What Overlay Networks are being sold for today.

Overlay Networks are being sold as the solution to scaling issues, be it VLAN, routes, MAC tables or other network limitations.  Overlay Networks are built by using tunneling protocols such as GRE or IPinIP.  The main customers for overlay solutions are those with older equipment that has not been refreshed in the past five or more years.  By moving to an overlay customers can bypass the troublesome low scale equipment.

Overlay Network can be done on both LAN and WAN networks.

Some solutions are focused on the LAN (Midokura, Nicira), The WAN (MPLS, mVPNs) or both (LISP).

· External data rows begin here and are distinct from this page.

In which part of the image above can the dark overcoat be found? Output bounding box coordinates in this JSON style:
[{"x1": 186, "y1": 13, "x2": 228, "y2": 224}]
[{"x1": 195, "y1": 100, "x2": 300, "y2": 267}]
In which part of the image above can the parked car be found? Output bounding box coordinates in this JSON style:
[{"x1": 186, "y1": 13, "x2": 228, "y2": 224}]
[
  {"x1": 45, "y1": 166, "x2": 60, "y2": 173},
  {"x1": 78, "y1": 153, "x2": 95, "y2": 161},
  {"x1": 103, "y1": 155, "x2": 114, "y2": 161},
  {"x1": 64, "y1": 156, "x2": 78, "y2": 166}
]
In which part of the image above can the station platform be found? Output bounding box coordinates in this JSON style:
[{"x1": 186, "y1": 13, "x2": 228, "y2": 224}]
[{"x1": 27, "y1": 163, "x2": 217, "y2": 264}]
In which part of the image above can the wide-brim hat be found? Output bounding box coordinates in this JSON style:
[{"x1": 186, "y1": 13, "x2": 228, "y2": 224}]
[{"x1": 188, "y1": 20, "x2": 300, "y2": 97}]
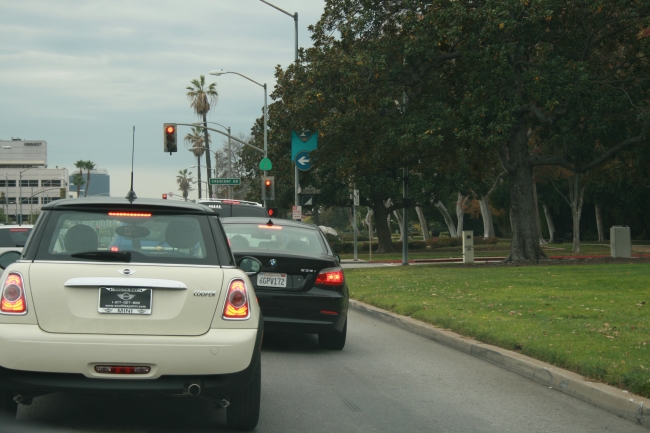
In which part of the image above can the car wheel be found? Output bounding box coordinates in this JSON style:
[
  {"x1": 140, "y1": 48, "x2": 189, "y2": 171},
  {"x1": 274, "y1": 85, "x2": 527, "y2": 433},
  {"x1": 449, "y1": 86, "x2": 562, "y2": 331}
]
[
  {"x1": 226, "y1": 356, "x2": 262, "y2": 431},
  {"x1": 318, "y1": 319, "x2": 348, "y2": 350},
  {"x1": 0, "y1": 389, "x2": 18, "y2": 420}
]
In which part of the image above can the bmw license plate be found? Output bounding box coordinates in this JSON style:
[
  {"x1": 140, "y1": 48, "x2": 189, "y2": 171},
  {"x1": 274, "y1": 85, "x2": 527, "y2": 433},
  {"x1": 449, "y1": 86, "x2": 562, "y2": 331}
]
[
  {"x1": 257, "y1": 272, "x2": 287, "y2": 287},
  {"x1": 97, "y1": 287, "x2": 153, "y2": 314}
]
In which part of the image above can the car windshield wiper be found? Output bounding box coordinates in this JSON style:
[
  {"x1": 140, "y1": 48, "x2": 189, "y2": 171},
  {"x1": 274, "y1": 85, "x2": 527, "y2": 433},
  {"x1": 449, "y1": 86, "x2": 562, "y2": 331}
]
[{"x1": 70, "y1": 251, "x2": 131, "y2": 262}]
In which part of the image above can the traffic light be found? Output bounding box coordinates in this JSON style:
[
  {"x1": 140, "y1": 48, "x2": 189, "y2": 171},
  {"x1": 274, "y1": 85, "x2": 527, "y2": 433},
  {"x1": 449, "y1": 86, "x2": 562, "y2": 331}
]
[
  {"x1": 164, "y1": 123, "x2": 177, "y2": 155},
  {"x1": 262, "y1": 176, "x2": 275, "y2": 200}
]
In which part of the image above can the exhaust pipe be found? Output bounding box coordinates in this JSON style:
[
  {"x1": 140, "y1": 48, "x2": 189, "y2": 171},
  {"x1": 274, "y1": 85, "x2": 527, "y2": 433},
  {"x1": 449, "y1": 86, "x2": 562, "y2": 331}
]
[{"x1": 186, "y1": 383, "x2": 201, "y2": 397}]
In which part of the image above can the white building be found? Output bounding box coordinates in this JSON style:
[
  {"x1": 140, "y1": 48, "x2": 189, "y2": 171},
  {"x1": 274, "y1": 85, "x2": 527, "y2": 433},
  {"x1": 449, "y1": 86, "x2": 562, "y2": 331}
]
[{"x1": 0, "y1": 139, "x2": 69, "y2": 224}]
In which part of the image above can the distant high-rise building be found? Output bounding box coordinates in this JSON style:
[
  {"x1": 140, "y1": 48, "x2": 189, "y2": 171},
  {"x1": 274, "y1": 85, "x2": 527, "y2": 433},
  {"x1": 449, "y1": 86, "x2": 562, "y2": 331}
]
[{"x1": 68, "y1": 169, "x2": 111, "y2": 197}]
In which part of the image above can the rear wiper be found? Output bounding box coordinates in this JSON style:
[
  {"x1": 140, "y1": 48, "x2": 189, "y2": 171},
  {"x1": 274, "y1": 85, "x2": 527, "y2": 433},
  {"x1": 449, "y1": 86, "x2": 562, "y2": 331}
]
[{"x1": 70, "y1": 251, "x2": 131, "y2": 262}]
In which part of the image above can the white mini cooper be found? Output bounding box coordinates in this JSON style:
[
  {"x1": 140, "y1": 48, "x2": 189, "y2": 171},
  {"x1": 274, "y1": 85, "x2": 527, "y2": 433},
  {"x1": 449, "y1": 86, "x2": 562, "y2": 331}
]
[{"x1": 0, "y1": 198, "x2": 263, "y2": 430}]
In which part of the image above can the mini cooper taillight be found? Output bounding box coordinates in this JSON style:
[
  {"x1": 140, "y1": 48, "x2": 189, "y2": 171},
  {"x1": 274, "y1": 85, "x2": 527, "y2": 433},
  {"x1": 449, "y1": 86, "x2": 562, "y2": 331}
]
[
  {"x1": 0, "y1": 272, "x2": 27, "y2": 314},
  {"x1": 222, "y1": 280, "x2": 250, "y2": 320},
  {"x1": 314, "y1": 267, "x2": 344, "y2": 287}
]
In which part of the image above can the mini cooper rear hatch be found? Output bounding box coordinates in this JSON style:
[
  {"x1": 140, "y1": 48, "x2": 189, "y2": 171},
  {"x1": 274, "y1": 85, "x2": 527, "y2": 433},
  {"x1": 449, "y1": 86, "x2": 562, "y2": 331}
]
[{"x1": 0, "y1": 199, "x2": 263, "y2": 430}]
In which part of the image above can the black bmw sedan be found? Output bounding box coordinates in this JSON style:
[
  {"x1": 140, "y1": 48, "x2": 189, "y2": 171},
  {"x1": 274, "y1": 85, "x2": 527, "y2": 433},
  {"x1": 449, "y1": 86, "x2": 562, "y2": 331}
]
[{"x1": 222, "y1": 218, "x2": 349, "y2": 350}]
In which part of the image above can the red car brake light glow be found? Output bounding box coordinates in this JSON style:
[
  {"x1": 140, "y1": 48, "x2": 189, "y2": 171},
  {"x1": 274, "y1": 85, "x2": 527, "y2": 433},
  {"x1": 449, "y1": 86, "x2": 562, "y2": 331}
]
[
  {"x1": 0, "y1": 272, "x2": 27, "y2": 314},
  {"x1": 95, "y1": 365, "x2": 151, "y2": 374},
  {"x1": 222, "y1": 280, "x2": 251, "y2": 320},
  {"x1": 108, "y1": 212, "x2": 151, "y2": 218},
  {"x1": 314, "y1": 267, "x2": 344, "y2": 286}
]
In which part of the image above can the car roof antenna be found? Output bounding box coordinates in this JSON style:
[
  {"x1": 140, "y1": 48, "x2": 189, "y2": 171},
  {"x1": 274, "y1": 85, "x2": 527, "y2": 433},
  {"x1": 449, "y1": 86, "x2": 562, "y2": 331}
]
[{"x1": 126, "y1": 125, "x2": 138, "y2": 203}]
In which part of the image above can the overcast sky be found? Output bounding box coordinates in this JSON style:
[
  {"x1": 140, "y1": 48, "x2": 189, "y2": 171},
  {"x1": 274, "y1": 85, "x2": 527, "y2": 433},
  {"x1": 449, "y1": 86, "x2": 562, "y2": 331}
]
[{"x1": 0, "y1": 0, "x2": 324, "y2": 198}]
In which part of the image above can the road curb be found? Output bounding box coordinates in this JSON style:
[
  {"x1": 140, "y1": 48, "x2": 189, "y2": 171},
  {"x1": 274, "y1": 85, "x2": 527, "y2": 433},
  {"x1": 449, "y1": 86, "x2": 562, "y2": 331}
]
[{"x1": 350, "y1": 299, "x2": 650, "y2": 429}]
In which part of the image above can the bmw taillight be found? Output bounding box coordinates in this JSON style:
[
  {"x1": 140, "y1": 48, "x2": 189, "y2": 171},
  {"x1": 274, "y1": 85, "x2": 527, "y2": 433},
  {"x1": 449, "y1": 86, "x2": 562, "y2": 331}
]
[
  {"x1": 0, "y1": 272, "x2": 27, "y2": 314},
  {"x1": 314, "y1": 267, "x2": 344, "y2": 287},
  {"x1": 222, "y1": 280, "x2": 251, "y2": 320}
]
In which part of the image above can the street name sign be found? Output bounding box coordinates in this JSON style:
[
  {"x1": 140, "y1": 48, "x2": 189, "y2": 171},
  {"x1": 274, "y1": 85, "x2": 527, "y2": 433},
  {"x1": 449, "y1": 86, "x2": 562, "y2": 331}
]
[{"x1": 210, "y1": 177, "x2": 241, "y2": 185}]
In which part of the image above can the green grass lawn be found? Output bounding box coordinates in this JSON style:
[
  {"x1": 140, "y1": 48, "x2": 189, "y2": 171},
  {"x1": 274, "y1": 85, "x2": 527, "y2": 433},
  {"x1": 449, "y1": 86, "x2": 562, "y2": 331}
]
[
  {"x1": 340, "y1": 239, "x2": 624, "y2": 261},
  {"x1": 345, "y1": 263, "x2": 650, "y2": 397}
]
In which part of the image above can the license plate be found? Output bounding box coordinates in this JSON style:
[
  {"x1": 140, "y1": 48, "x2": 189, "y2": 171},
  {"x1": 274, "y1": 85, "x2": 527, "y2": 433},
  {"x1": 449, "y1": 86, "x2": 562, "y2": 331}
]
[
  {"x1": 257, "y1": 272, "x2": 287, "y2": 287},
  {"x1": 97, "y1": 287, "x2": 153, "y2": 314}
]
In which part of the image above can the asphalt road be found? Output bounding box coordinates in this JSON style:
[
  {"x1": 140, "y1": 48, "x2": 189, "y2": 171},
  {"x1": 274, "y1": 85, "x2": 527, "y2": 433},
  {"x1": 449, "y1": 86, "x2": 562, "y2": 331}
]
[{"x1": 5, "y1": 311, "x2": 648, "y2": 433}]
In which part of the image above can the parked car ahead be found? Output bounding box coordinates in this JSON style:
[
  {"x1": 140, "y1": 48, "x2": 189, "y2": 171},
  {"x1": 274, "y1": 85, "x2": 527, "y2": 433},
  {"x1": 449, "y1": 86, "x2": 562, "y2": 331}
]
[
  {"x1": 0, "y1": 224, "x2": 34, "y2": 254},
  {"x1": 222, "y1": 218, "x2": 349, "y2": 350},
  {"x1": 0, "y1": 198, "x2": 263, "y2": 430}
]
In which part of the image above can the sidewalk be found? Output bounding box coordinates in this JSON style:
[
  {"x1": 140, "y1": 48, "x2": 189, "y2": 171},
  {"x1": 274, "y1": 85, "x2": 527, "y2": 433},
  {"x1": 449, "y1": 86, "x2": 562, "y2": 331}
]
[{"x1": 350, "y1": 298, "x2": 650, "y2": 428}]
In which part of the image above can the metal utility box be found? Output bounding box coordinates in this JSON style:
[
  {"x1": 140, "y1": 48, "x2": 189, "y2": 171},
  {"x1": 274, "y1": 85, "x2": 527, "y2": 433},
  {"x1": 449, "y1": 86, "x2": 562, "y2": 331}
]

Midokura uses their own proprietary technology to build an overlay network that creates a full mesh of tunnels between the edge devices and the hosts on the LAN.  Nicira NVP uses Open vSwitch and creates thousands of small virtual networks connecting edge devices to tenants (one or more hosts owned by the same customer).  Both Midokura and Nicira are helping to solve scale issues on the LAN such as MAC address table size and the number of VLANs available.

LISP separates the location (physical network location/rloc) from the id (host ip/eid) by encapsulating traffic for the eid in the ip space of the rloc.  This simple solution allows you to move the host around without having to change the routing within your or other networks.  This can be done on a local level on your LAN or MAN or on a global level across the WAN.

Overlay Networks sound good, but have some negative aspects.

Overlay Networks do not solve all network scale issues and can cause some issues especially with already congested underlay network links.  By putting all traffic to/from a host in the same tunnel, you lose granularity.  The traffic becomes one big flow instead of a lot of smaller flows.  Current balancing solutions in place will no longer work.

What this all means is that Network Operators need more tools and have more complexity to deal with, not less.  There needs to be a cohesive view of both the Underlay and Overlay networks along with tools to manage them.  Riverbed’s Cascade and NetScout are two that are big in this space.  Both allow for visibility into VxLAN and other tunnel protocols.  This in turn provides network operators with knowledge of what traffic is crossing their networks and the ability to deal with it.

The important takeaway is that Network Operators are still important, Overlay’s solve some issues but they are not a replacement for a properly designed network.